Lehrer denken um

Oft gilt die GEW als strukturkonservativ. Jetzt hat die Gewerkschaft wegen Pisa ihre Programmatik geändert – unter dem Beifall von Johannes Rau

aus Berlin CHRISTIAN FÜLLER

Und sie bewegt sich doch: Die Gewerkschaft Erziehung und Wissenschaft (GEW) ist die erste wichtige Bildungsorganisation, die nach der Pisa-Studie ihre Programmatik grundlegend verändert hat. Die GEW hat gestern bei ihrem großen Ein-Jahr-nach-Pisa-Kongress den guten Unterricht ins Zentrum aller Bemühungen um Schule gestellt. Vor etwas über einem Jahr arbeitete sich die Gewerkschaft für LehrerInnen und ErzieherInnen noch an einem veralteten Gesamtschulbegriff ab. Jetzt heißt das große Stichwort „Qualität im Bildungswesen.“ Darunter versteht die GEW eine hohe Bildungsbeteiligung genau wie anspruchsvolle Unterrichtsmethoden und hohe Ziele für Schüler.

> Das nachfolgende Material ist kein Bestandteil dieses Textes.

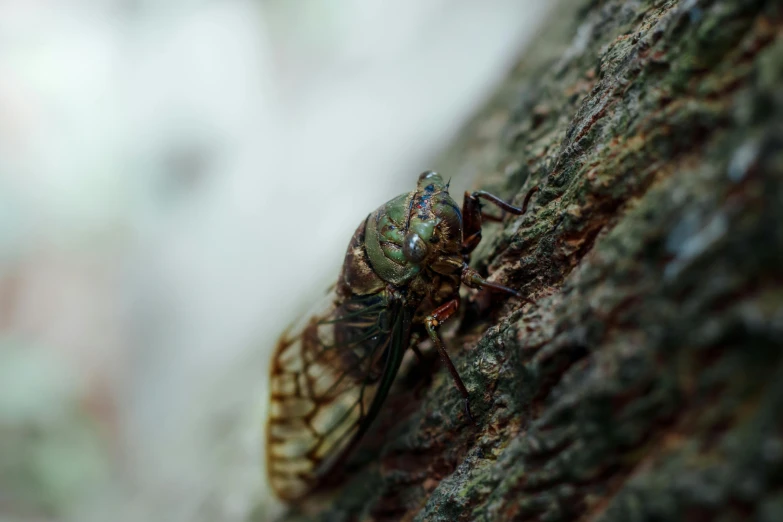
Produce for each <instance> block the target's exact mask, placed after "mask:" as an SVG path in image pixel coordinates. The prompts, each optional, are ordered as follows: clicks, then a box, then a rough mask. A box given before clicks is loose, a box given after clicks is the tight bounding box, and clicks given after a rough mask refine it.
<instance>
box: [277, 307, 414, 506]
mask: <svg viewBox="0 0 783 522" xmlns="http://www.w3.org/2000/svg"><path fill="white" fill-rule="evenodd" d="M334 303H335V302H334V300H332V301H331V303H330V304H328V305H327V306H326V308H325V309H323V310H321V311H320V312H317V313H315V314H313V315H312V316H311V317H309V318H308V319H306V320H305V321H303V322H302V323H301V324H299V325H298V326H296V327H295V328H294V329H293V330H292V331H291V332H290V333H288V334H284V335H283V336H282V338H281V339H280V340H279V342H278V345H277V348H276V350H275V354H274V357H273V360H272V371H271V386H270V388H271V402H270V409H269V420H268V424H267V472H268V474H269V479H270V483H271V485H272V487H273V489H274V490H275V492H276V493H277V494H278V496H279V497H280V498H282V499H284V500H294V499H297V498H299V497H301V496H303V495H305V494H306V493H307V492H309V491H310V490H311V489H313V488H314V487H316V486H317V485H318V483H319V482H320V480H321V479H322V478H323V477H324V476H326V474H328V472H329V471H330V470H331V469H332V468H333V467H334V466H335V465H337V464H338V463H340V462H342V461H343V459H344V458H345V457H346V456H347V454H348V452H350V450H351V449H352V448H353V446H354V445H355V443H356V442H358V440H359V439H360V438H361V436H362V435H363V434H364V432H365V431H366V430H367V428H368V426H369V424H370V423H371V422H372V420H373V419H374V417H375V416H376V415H377V413H378V410H379V408H380V406H381V404H382V402H383V400H384V399H385V397H386V394H387V393H388V390H389V387H390V386H391V383H392V381H393V379H394V376H395V374H396V373H397V370H398V369H399V365H400V361H401V360H402V355H403V352H404V350H405V348H406V347H407V345H408V341H409V339H410V331H409V330H410V328H409V320H408V319H407V313H405V311H404V310H403V307H402V306H401V303H400V302H399V301H394V300H390V299H389V298H387V297H386V296H385V295H383V294H380V295H373V296H361V297H354V298H351V299H349V300H347V301H345V302H343V303H340V304H339V305H338V304H334Z"/></svg>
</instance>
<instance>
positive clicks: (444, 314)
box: [424, 299, 474, 421]
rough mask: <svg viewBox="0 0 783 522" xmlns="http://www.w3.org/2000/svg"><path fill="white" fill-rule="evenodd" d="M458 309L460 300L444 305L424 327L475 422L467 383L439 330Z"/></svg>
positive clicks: (465, 407) (468, 410)
mask: <svg viewBox="0 0 783 522" xmlns="http://www.w3.org/2000/svg"><path fill="white" fill-rule="evenodd" d="M457 308H459V299H452V300H451V301H447V302H445V303H443V304H442V305H440V306H439V307H437V308H436V309H435V310H433V311H432V312H431V313H430V315H428V316H427V318H426V319H425V320H424V326H425V327H426V328H427V333H428V334H429V336H430V339H432V343H433V344H434V345H435V347H436V348H437V349H438V353H439V354H440V358H441V360H442V361H443V364H445V365H446V368H448V369H449V373H450V374H451V378H452V379H453V380H454V384H455V385H456V386H457V389H458V390H459V392H460V394H461V395H462V398H463V399H464V400H465V414H466V415H467V416H468V418H469V419H470V420H471V421H473V420H474V419H473V414H472V413H471V412H470V396H469V394H468V389H467V388H466V387H465V383H463V382H462V379H461V378H460V376H459V373H458V372H457V369H456V368H455V367H454V363H452V362H451V359H450V358H449V354H448V353H447V352H446V346H445V345H444V344H443V339H441V338H440V335H439V334H438V330H437V328H438V326H440V325H441V324H442V323H443V321H445V320H446V319H448V318H449V317H451V316H452V315H454V312H456V311H457Z"/></svg>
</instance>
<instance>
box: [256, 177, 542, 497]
mask: <svg viewBox="0 0 783 522" xmlns="http://www.w3.org/2000/svg"><path fill="white" fill-rule="evenodd" d="M534 191H535V189H533V190H531V191H530V192H529V193H528V195H527V197H526V198H525V202H524V204H523V206H522V208H517V207H514V206H511V205H509V204H507V203H505V202H503V201H502V200H500V199H498V198H497V197H495V196H492V195H491V194H488V193H485V192H483V191H480V192H474V193H472V194H469V193H465V201H464V204H463V208H462V211H460V209H459V207H458V206H457V204H456V203H455V202H454V200H453V199H452V198H451V196H450V195H449V192H448V184H447V183H444V181H443V178H441V176H440V175H439V174H437V173H435V172H424V173H423V174H421V176H419V180H418V184H417V187H416V190H414V191H412V192H409V193H407V194H402V195H400V196H398V197H396V198H394V199H392V200H391V201H389V202H387V203H386V204H385V205H383V206H381V207H380V208H378V209H377V210H375V211H374V212H372V213H371V214H370V215H369V216H368V217H367V219H365V220H364V221H363V222H362V223H361V224H360V225H359V227H358V228H357V229H356V232H355V233H354V235H353V238H352V239H351V242H350V244H349V246H348V251H347V252H346V255H345V261H344V263H343V267H342V271H341V273H340V277H339V279H338V281H337V284H336V285H335V288H334V290H333V292H332V294H331V295H330V296H329V298H328V300H327V301H326V303H325V305H324V306H323V308H322V309H321V310H318V311H317V312H315V313H314V314H312V315H311V316H310V317H308V318H306V319H305V320H304V321H303V322H302V323H300V324H299V325H297V326H295V327H294V328H293V329H291V330H290V331H289V332H287V333H285V334H284V335H283V336H282V338H281V339H280V340H279V341H278V345H277V348H276V350H275V353H274V358H273V360H272V370H271V386H270V388H271V402H270V411H269V419H268V424H267V453H266V455H267V472H268V475H269V480H270V484H271V486H272V488H273V489H274V490H275V492H276V493H277V495H278V496H279V497H280V498H282V499H283V500H287V501H292V500H295V499H297V498H300V497H302V496H304V495H306V494H307V493H308V492H310V491H311V490H313V489H315V488H316V487H317V486H319V485H320V484H321V483H322V481H323V480H324V479H325V478H326V476H327V475H328V473H329V472H330V471H331V470H333V469H334V468H335V467H336V466H338V465H340V464H341V463H342V462H344V460H345V459H346V458H347V456H348V454H349V452H350V451H351V450H352V449H353V448H354V446H355V445H356V443H357V442H358V441H359V439H360V438H361V437H362V436H363V435H364V433H365V432H366V431H367V429H368V428H369V426H370V424H371V422H372V421H373V420H374V419H375V417H376V416H377V415H378V412H379V410H380V408H381V406H382V404H383V402H384V399H385V398H386V395H387V394H388V392H389V389H390V388H391V385H392V382H393V380H394V378H395V376H396V374H397V371H398V370H399V367H400V363H401V362H402V358H403V355H404V353H405V350H406V349H407V348H408V347H409V346H412V348H413V349H414V350H416V347H415V346H413V345H412V344H411V339H412V334H413V332H414V331H419V332H422V333H423V332H426V333H427V334H428V336H429V338H430V339H431V340H432V342H433V344H434V345H435V347H436V348H437V350H438V352H439V354H440V356H441V359H442V360H443V362H444V364H445V365H446V367H447V368H448V370H449V372H450V373H451V375H452V377H453V379H454V383H455V384H456V386H457V388H458V389H459V391H460V393H461V394H462V397H463V399H464V400H465V411H466V414H467V416H468V417H471V414H470V407H469V403H468V391H467V389H466V388H465V385H464V384H463V383H462V380H461V379H460V377H459V374H458V373H457V371H456V369H455V368H454V365H453V364H452V362H451V360H450V359H449V356H448V354H447V353H446V349H445V346H444V344H443V341H442V340H441V338H440V335H439V334H438V326H439V325H440V324H441V323H443V321H445V320H446V319H448V318H449V317H451V316H452V315H453V314H454V313H455V312H456V311H457V309H458V307H459V289H460V286H461V285H462V284H464V285H466V286H468V287H470V288H479V287H489V288H493V289H495V290H499V291H503V292H507V293H510V294H514V295H516V292H515V291H514V290H511V289H510V288H506V287H504V286H500V285H497V284H495V283H491V282H489V281H486V280H485V279H484V278H482V277H481V276H480V275H479V274H478V273H477V272H476V271H475V270H473V269H471V268H470V267H469V266H468V264H467V259H468V256H469V254H470V252H471V251H472V250H473V249H474V248H475V247H476V245H478V243H479V241H480V240H481V221H482V213H481V204H480V202H479V198H483V199H486V200H488V201H490V202H492V203H494V204H496V205H497V206H499V207H500V208H502V209H503V210H504V211H507V212H510V213H513V214H517V215H518V214H523V213H524V212H525V209H526V207H527V204H528V201H529V199H530V196H531V195H532V194H533V192H534ZM485 217H487V216H485Z"/></svg>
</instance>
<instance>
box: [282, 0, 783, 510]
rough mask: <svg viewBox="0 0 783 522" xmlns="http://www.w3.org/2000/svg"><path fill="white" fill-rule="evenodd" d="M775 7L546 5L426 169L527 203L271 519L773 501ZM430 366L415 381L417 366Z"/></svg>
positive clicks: (666, 507)
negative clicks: (421, 355)
mask: <svg viewBox="0 0 783 522" xmlns="http://www.w3.org/2000/svg"><path fill="white" fill-rule="evenodd" d="M782 28H783V7H781V2H779V1H773V0H766V1H765V0H712V1H710V0H683V1H660V0H658V1H654V0H647V1H645V0H634V1H623V0H603V1H601V0H585V1H566V2H563V3H562V5H561V6H560V7H559V8H558V13H557V14H556V17H555V19H554V20H553V21H551V22H550V23H549V25H548V26H546V27H543V28H542V32H541V36H540V37H539V38H538V39H537V40H536V42H535V43H534V44H533V45H532V46H531V50H530V51H529V53H528V55H527V56H525V57H523V58H522V60H521V61H520V63H519V65H518V66H517V67H516V68H515V69H514V71H513V72H512V74H511V76H510V77H509V79H508V80H507V82H506V83H505V84H504V85H503V87H502V89H501V91H500V92H499V94H498V96H497V97H496V98H495V99H494V100H493V101H492V102H491V103H490V104H489V105H488V106H487V108H486V109H485V110H484V111H483V112H482V114H481V115H480V116H479V117H478V118H477V119H476V121H475V122H474V123H473V124H471V126H470V127H469V128H468V130H467V131H466V133H465V134H464V135H463V137H462V138H461V139H460V140H458V141H457V143H456V144H455V150H456V151H464V152H460V153H455V154H452V155H451V157H450V159H449V160H448V161H444V165H445V166H446V169H443V170H447V169H448V168H458V167H459V168H470V169H475V170H477V171H478V172H480V177H479V185H481V186H482V188H487V189H489V190H493V191H495V192H499V193H500V194H501V195H503V196H504V197H507V198H508V199H512V200H513V201H515V202H517V203H520V202H521V201H522V198H523V197H524V196H525V194H526V193H527V191H528V190H529V189H530V188H531V187H534V186H537V187H538V189H539V191H538V193H537V194H536V195H535V196H534V197H533V199H532V201H531V209H530V210H529V211H528V213H527V215H525V216H521V217H519V218H513V217H506V218H505V219H504V221H503V224H502V225H500V226H498V225H487V226H486V230H485V238H484V241H483V243H482V246H481V247H480V248H479V250H478V251H477V253H476V254H475V255H474V259H473V264H474V266H476V267H477V268H479V269H480V270H482V271H483V272H484V273H486V274H489V276H490V278H491V279H492V280H495V281H498V282H501V283H503V284H506V285H509V286H512V287H514V288H519V289H522V291H523V293H524V295H525V296H526V298H527V299H513V298H512V299H505V298H502V299H501V298H498V297H497V296H492V297H491V296H489V295H488V294H471V296H470V297H468V298H466V300H465V302H464V303H463V312H462V318H461V322H460V325H459V328H458V330H456V331H455V332H453V334H452V335H450V336H448V337H447V344H448V346H449V349H450V353H451V354H452V359H453V361H454V362H455V364H456V366H457V369H458V371H459V373H460V375H461V376H462V378H463V380H464V381H465V384H466V385H467V387H468V389H469V390H470V393H471V401H472V407H473V412H474V416H475V417H476V418H475V422H473V423H471V422H470V420H469V419H467V418H465V415H464V414H463V404H462V400H461V398H460V395H459V393H458V392H457V390H456V389H455V387H454V385H453V383H452V381H451V378H450V376H449V375H448V372H447V371H446V370H445V369H444V368H442V367H438V368H437V369H436V371H434V372H433V373H431V374H428V372H426V371H422V367H421V366H420V365H419V366H417V365H416V364H407V365H406V367H405V368H404V370H403V371H402V372H401V374H400V376H399V377H398V386H397V388H396V389H395V390H394V391H393V392H392V394H391V396H390V397H389V399H388V400H387V405H386V407H385V408H384V412H383V414H382V415H381V418H380V419H378V421H377V423H376V424H377V425H376V427H375V430H374V431H373V433H371V434H369V435H368V436H367V442H366V444H365V445H364V446H363V447H362V448H361V449H360V451H358V452H357V453H356V455H355V457H354V459H353V460H352V462H351V464H350V466H349V467H348V468H347V469H346V477H347V478H346V482H345V483H344V484H343V485H342V486H341V487H340V488H339V489H337V490H335V492H334V493H333V494H332V495H331V496H324V497H321V498H317V499H310V500H309V501H308V502H306V503H304V504H303V505H300V506H297V507H296V508H294V510H293V511H292V512H290V513H289V514H288V515H287V518H286V519H287V520H323V521H342V520H345V521H348V520H377V521H381V520H416V521H491V520H504V521H505V520H520V521H521V520H540V521H560V520H585V521H587V520H591V521H599V520H600V521H618V522H620V521H624V522H628V521H637V520H638V521H642V520H645V521H653V520H656V521H676V520H696V521H702V520H721V521H730V520H758V521H769V522H773V521H780V520H783V357H782V355H783V350H782V348H783V147H781V145H782V144H783V29H782ZM428 375H431V378H428Z"/></svg>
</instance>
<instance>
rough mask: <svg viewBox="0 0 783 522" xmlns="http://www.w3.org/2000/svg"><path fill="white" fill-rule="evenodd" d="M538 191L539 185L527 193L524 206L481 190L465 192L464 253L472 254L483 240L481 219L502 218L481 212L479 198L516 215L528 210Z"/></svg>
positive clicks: (524, 201) (463, 251)
mask: <svg viewBox="0 0 783 522" xmlns="http://www.w3.org/2000/svg"><path fill="white" fill-rule="evenodd" d="M537 191H538V187H533V188H531V189H530V190H529V191H528V193H527V194H526V195H525V200H524V201H523V202H522V207H515V206H514V205H510V204H508V203H506V202H505V201H503V200H502V199H500V198H499V197H497V196H495V195H493V194H490V193H489V192H485V191H483V190H479V191H476V192H473V193H472V194H471V193H470V192H465V199H464V200H463V203H462V219H463V228H462V237H463V238H464V239H463V241H462V254H463V255H465V256H467V255H468V254H470V253H471V252H472V251H473V250H474V249H475V248H476V246H478V244H479V242H480V241H481V221H482V218H483V219H487V220H489V221H500V220H501V219H502V218H497V217H490V216H489V215H488V214H484V213H482V212H481V202H480V201H479V199H485V200H487V201H489V202H490V203H493V204H494V205H496V206H498V207H500V209H501V210H503V212H508V213H509V214H514V215H515V216H521V215H522V214H524V213H525V212H526V211H527V206H528V204H529V203H530V198H531V197H533V194H535V193H536V192H537Z"/></svg>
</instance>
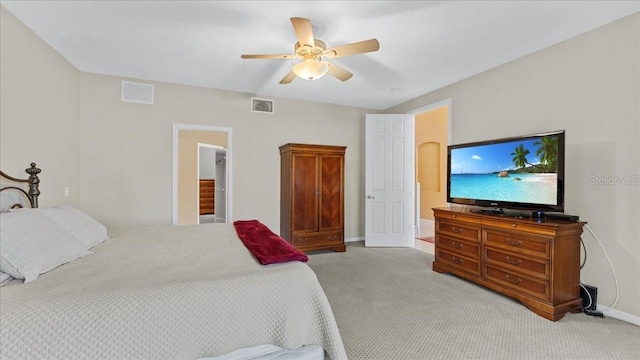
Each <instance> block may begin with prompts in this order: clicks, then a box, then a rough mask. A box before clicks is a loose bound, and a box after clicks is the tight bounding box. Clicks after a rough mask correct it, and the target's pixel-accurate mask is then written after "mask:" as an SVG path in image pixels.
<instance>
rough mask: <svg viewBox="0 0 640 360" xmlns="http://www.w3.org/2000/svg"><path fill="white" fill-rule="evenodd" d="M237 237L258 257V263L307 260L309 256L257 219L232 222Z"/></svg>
mask: <svg viewBox="0 0 640 360" xmlns="http://www.w3.org/2000/svg"><path fill="white" fill-rule="evenodd" d="M233 226H235V228H236V232H237V233H238V237H239V238H240V240H242V242H243V243H244V245H245V246H246V247H247V249H249V251H251V253H252V254H253V256H255V257H256V259H258V261H259V262H260V264H262V265H269V264H278V263H284V262H289V261H302V262H307V261H309V257H308V256H307V255H306V254H304V253H301V252H300V251H298V249H296V248H295V247H294V246H293V245H291V244H289V243H288V242H286V241H285V240H284V239H283V238H281V237H280V236H278V235H276V234H274V233H273V232H271V230H270V229H269V228H268V227H267V226H266V225H264V224H262V223H261V222H259V221H258V220H237V221H234V222H233Z"/></svg>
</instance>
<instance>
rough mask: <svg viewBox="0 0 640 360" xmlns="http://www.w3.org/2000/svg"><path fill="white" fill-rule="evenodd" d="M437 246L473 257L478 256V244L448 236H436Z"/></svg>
mask: <svg viewBox="0 0 640 360" xmlns="http://www.w3.org/2000/svg"><path fill="white" fill-rule="evenodd" d="M436 241H437V243H438V244H437V246H438V247H442V248H443V249H445V250H448V251H451V252H452V253H456V254H460V255H464V256H468V257H471V258H474V259H479V258H480V244H478V243H473V242H468V241H464V240H459V239H456V238H451V237H448V236H442V235H438V236H436Z"/></svg>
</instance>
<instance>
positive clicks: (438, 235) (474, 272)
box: [433, 208, 585, 321]
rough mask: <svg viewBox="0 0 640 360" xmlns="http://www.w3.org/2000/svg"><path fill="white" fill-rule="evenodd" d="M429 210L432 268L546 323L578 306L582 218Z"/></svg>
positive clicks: (578, 301)
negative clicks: (494, 295) (461, 280)
mask: <svg viewBox="0 0 640 360" xmlns="http://www.w3.org/2000/svg"><path fill="white" fill-rule="evenodd" d="M433 212H434V216H435V220H436V223H435V229H436V233H435V244H434V245H435V259H434V261H433V270H434V271H436V272H440V273H451V274H453V275H456V276H459V277H462V278H464V279H467V280H470V281H472V282H475V283H477V284H479V285H482V286H484V287H486V288H488V289H491V290H494V291H496V292H498V293H501V294H503V295H506V296H509V297H511V298H513V299H516V300H518V301H520V302H521V303H522V304H523V305H525V306H526V307H527V308H529V309H530V310H531V311H533V312H534V313H536V314H538V315H540V316H542V317H544V318H546V319H549V320H551V321H557V320H559V319H561V318H562V317H563V316H564V315H565V314H566V313H567V312H572V313H578V312H580V311H581V310H582V298H581V297H580V289H579V284H580V235H581V234H582V228H583V226H584V224H585V223H584V222H580V221H575V222H570V221H550V220H548V219H547V220H545V221H543V222H538V221H536V220H535V219H531V218H523V217H517V218H514V217H505V216H500V215H493V214H484V213H477V212H471V211H469V210H459V209H457V210H454V209H448V208H446V209H438V208H435V209H433Z"/></svg>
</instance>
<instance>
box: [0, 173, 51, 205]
mask: <svg viewBox="0 0 640 360" xmlns="http://www.w3.org/2000/svg"><path fill="white" fill-rule="evenodd" d="M25 171H26V172H27V174H29V178H28V179H17V178H14V177H13V176H9V175H7V174H5V173H4V171H2V170H0V175H2V177H3V178H6V179H8V180H11V181H14V182H19V183H27V184H29V191H28V192H27V191H25V190H24V189H22V188H19V187H17V186H5V187H3V188H1V189H0V191H5V190H9V189H11V190H18V191H20V192H22V193H23V194H24V195H25V196H26V197H27V199H29V203H30V204H31V207H32V208H37V207H38V196H39V195H40V190H39V189H38V186H39V184H40V178H38V174H39V173H40V171H42V170H40V169H38V168H37V167H36V163H31V167H29V168H28V169H26V170H25ZM15 207H22V205H21V204H14V205H13V206H12V208H15Z"/></svg>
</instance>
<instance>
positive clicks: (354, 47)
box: [324, 39, 380, 59]
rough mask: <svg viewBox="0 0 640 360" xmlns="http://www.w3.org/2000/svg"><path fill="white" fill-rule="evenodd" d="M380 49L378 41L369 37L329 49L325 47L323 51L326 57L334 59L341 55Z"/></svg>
mask: <svg viewBox="0 0 640 360" xmlns="http://www.w3.org/2000/svg"><path fill="white" fill-rule="evenodd" d="M379 49H380V43H379V42H378V40H377V39H369V40H365V41H360V42H357V43H352V44H347V45H342V46H336V47H334V48H331V49H327V50H325V52H324V55H325V56H326V57H329V58H332V59H335V58H339V57H343V56H349V55H356V54H363V53H367V52H372V51H378V50H379Z"/></svg>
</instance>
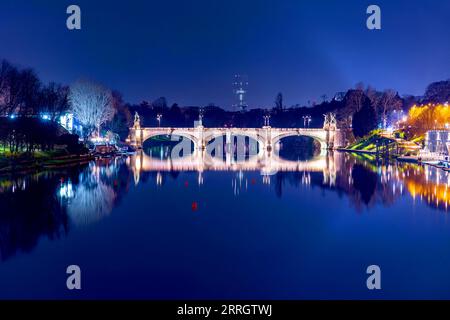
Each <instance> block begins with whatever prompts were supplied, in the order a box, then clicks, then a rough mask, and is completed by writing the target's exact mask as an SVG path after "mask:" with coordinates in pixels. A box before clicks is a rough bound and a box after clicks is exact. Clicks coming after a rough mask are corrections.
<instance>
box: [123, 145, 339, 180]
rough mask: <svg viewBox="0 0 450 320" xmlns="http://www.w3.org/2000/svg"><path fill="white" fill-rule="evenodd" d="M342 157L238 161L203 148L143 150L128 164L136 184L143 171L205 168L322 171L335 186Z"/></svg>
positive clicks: (255, 159)
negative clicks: (303, 159) (310, 158)
mask: <svg viewBox="0 0 450 320" xmlns="http://www.w3.org/2000/svg"><path fill="white" fill-rule="evenodd" d="M341 156H342V155H341V154H339V153H334V152H331V151H330V152H328V153H327V154H326V155H320V156H317V157H315V158H313V159H311V160H308V161H291V160H286V159H283V158H281V157H279V156H278V155H276V154H274V153H267V152H264V153H263V154H262V155H261V154H259V155H256V156H253V157H251V158H249V159H247V160H242V161H236V160H235V159H233V157H232V155H231V154H229V153H226V157H225V160H223V158H221V157H214V156H211V155H210V154H209V153H208V152H206V151H200V150H196V151H194V152H193V153H192V154H191V155H189V156H185V157H179V158H167V159H158V158H154V157H151V156H148V155H146V154H145V153H144V152H143V151H140V152H138V153H136V154H135V155H134V156H132V157H130V158H129V160H128V161H129V163H128V165H129V166H130V167H131V168H132V169H133V171H134V176H135V182H136V183H137V182H138V181H139V175H140V173H141V172H172V171H190V172H192V171H195V172H199V174H201V173H203V172H204V171H260V172H261V174H262V175H264V176H270V175H273V174H276V173H277V172H321V173H323V180H324V181H323V182H324V184H328V185H334V184H335V181H336V172H337V170H339V165H338V162H337V161H338V160H339V158H340V157H341Z"/></svg>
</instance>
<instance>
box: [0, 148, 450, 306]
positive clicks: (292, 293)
mask: <svg viewBox="0 0 450 320" xmlns="http://www.w3.org/2000/svg"><path fill="white" fill-rule="evenodd" d="M163 153H164V152H163V151H161V152H160V154H159V153H158V152H156V155H155V153H154V152H153V153H151V155H152V157H150V156H149V155H147V154H146V153H143V154H138V155H135V156H131V157H128V158H115V159H104V160H99V161H95V162H92V163H91V164H90V165H89V166H86V167H83V168H75V169H70V170H62V171H51V172H41V173H39V174H33V175H28V176H23V177H15V178H11V177H2V178H0V298H64V299H66V298H86V299H92V298H149V299H190V298H201V299H211V298H224V299H225V298H250V299H302V298H307V299H313V298H314V299H315V298H374V299H378V298H388V299H391V298H450V220H449V216H448V211H447V204H448V199H449V195H448V193H447V188H448V185H449V183H450V182H449V181H450V180H449V179H450V178H449V175H448V174H447V173H445V172H443V171H440V170H436V169H433V168H430V167H422V166H417V165H412V164H395V163H394V164H390V165H377V164H375V163H374V162H373V161H369V160H364V159H363V158H358V157H355V156H352V155H349V154H342V153H334V154H330V153H329V154H328V155H326V156H316V157H314V158H312V159H310V160H308V161H293V160H284V159H283V158H277V157H274V158H272V159H270V161H268V160H267V159H266V160H265V161H263V162H261V161H254V160H251V159H250V160H248V159H247V160H246V161H244V162H237V163H236V162H235V161H233V160H232V159H231V161H230V159H225V160H224V161H209V160H207V159H203V158H201V157H190V158H183V159H181V160H172V161H171V160H170V159H166V158H165V155H163ZM71 264H77V265H79V266H80V267H81V270H82V290H80V291H69V290H67V289H66V278H67V275H66V273H65V271H66V267H67V266H68V265H71ZM371 264H377V265H379V266H380V267H381V272H382V290H381V291H377V292H373V291H369V290H367V288H366V278H367V274H366V268H367V266H369V265H371Z"/></svg>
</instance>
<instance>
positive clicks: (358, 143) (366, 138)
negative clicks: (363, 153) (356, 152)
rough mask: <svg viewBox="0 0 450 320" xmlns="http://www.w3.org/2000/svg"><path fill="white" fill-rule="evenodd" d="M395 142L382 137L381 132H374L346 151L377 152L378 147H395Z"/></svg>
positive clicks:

Als zentrale Lehre aus der Schulstudie, bei der die deutschen 15-jährigen Schüler in einem Vergleich von 32 Nationen weit abgeschlagen im unteren Drittel gelandet waren, sieht die Vorsitzende der GEW, Eva-Maria Stange, „dass Qualität und Chancengleichheit in der Schule keine Gegensätze sind“. Stange ist sich freilich im Klaren, dass es schwierig sein dürfte, diese Erkenntnis durchzusetzen – in der Gesellschaft genau wie in ihrer eigenen Gewerkschaft.

Ein Jahr nach Pisa nämlich lautet etwa die Devise der Konservativen und der CDU-Kultusminister: Zurück zu den Sekundärtugenden wie Disziplin und Leistungsbereitschaft! Die OECD, die die Studie entwarf und durchführte, betrachtet diese Interpretation mit Argwohn. Immer deutlicher stellen die Pisa-Interpreten aus Paris klar, dass Bildungssysteme beides schaffen könnten: eine gute Leistungsspitze von SchülerInnen und das Aufrechterhalten von Chancen für alle SchülerInnen – unabhängig von ihrer sozialen Herkunft. Pisa hatte als Hauptmanko der deutschen Schulen ergeben, dass es ihnen nicht gelingt, die sozialen Unterschiede zwischen den SchülerInnen abzumildern – sondern sie verstärken sie sogar.

Der Pate des Paradigmenwechsels der GEW war der Bundespräsident. Allein durch seine Anwesenheit machte Johannes Rau deutlich, dass er den Ansatz der Erziehungsgewerkschafter für den richtigen hält – nämlich die „ideologischen Grabenkriege der vergangenen 30 Jahre zu überwinden“. Rau beschwor zudem, was die GEW in ihrer Gesamtheit von hunderttausenden Mitgliedern erst noch finden muss: ein neues Bild von einer Schule für alle – ein Ende der Dreigliedrigkeit des Schulwesens im Konsens statt auf einen Schlag.

Raus Zugang zu diesem Thema war listig. Er zitierte erst ausführlich das Aufsehen erregende Gutachten des baden-württembergischen Handwerkstags, der die Einteilung in Hauptschule, Realschule und Gymnasium nach der vierten Klasse grundsätzlich in Frage stellt. Der Bundespräsident sagte dazu, er sei über das Bildungspapier aus dem Südwesten „erstaunt gewesen – und erfreut zugleich“. Wenn es Allgemeingut würde, so Rau, dann sei der Ballast abgeworfen, den sich alle Seiten im Kampf um die beste Schule gegenseitig aufgebürdet hätten.